On Wed, 19 Dec 2007 16:58:23 -0800, SJS <[EMAIL PROTECTED]> wrote:
begin quoting MattyJ as of Wed, Dec 19, 2007 at 04:36:05PM -0800:
On Wed, 19 Dec 2007 15:39:28 -0800, SJS <[EMAIL PROTECTED]> wrote:
>begin quoting MattyJ as of Wed, Dec 19, 2007 at 02:57:23PM -0800:
>>On Wed, 19 Dec 2007 14:40:48 -0800, David Brown <[EMAIL PROTECTED]>
>>wrote:
>>
>[snip]
>>I usually try to explain it to my developers by saying that
>>directories do not exist in Perforce. A path/branch exists by the
>>virtue of something being in it (a file.) So directories can't have
>>branches, but files can.
>
>What version-control system *does* version directories?
>
>Any of 'em?
ClearCase is the only one I know of that does it. It's a pretty cool
feature if don't let it get out of hand, but really nice if you need to
re-arrange a directory.
The version I used last year didn't. At least, I never found a way, and
none of the ClearCase advocates on the team bothered to enlighten me.
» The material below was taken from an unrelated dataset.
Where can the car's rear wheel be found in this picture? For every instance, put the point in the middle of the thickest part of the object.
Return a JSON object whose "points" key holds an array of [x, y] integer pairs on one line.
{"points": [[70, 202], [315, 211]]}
I was an admin for ClearCase 7 - 8 years ago, just around the time IBM
bought them. I think they were just getting their Lite version underway
and we had sprung for the big, enterprise version (which I think was the
only version they had at the time.) I think it's very different now,
apparently. You used to be able to re-arrange/rename a directory itself,
then you could have all kinds of crazy notations like (not sure I remember
the whole syntax):
/vob/main/project1@@5/assets/html/atria.html@@15
So not only could you have a versioned directory, but different versions
of files in them. If you weren't careful you could really munge the
structure and appear to lose things. But it was nice to be able to
re-arrange a sub-tree, find out that the idea sucked, and roll it back to
how it was before and go at it again.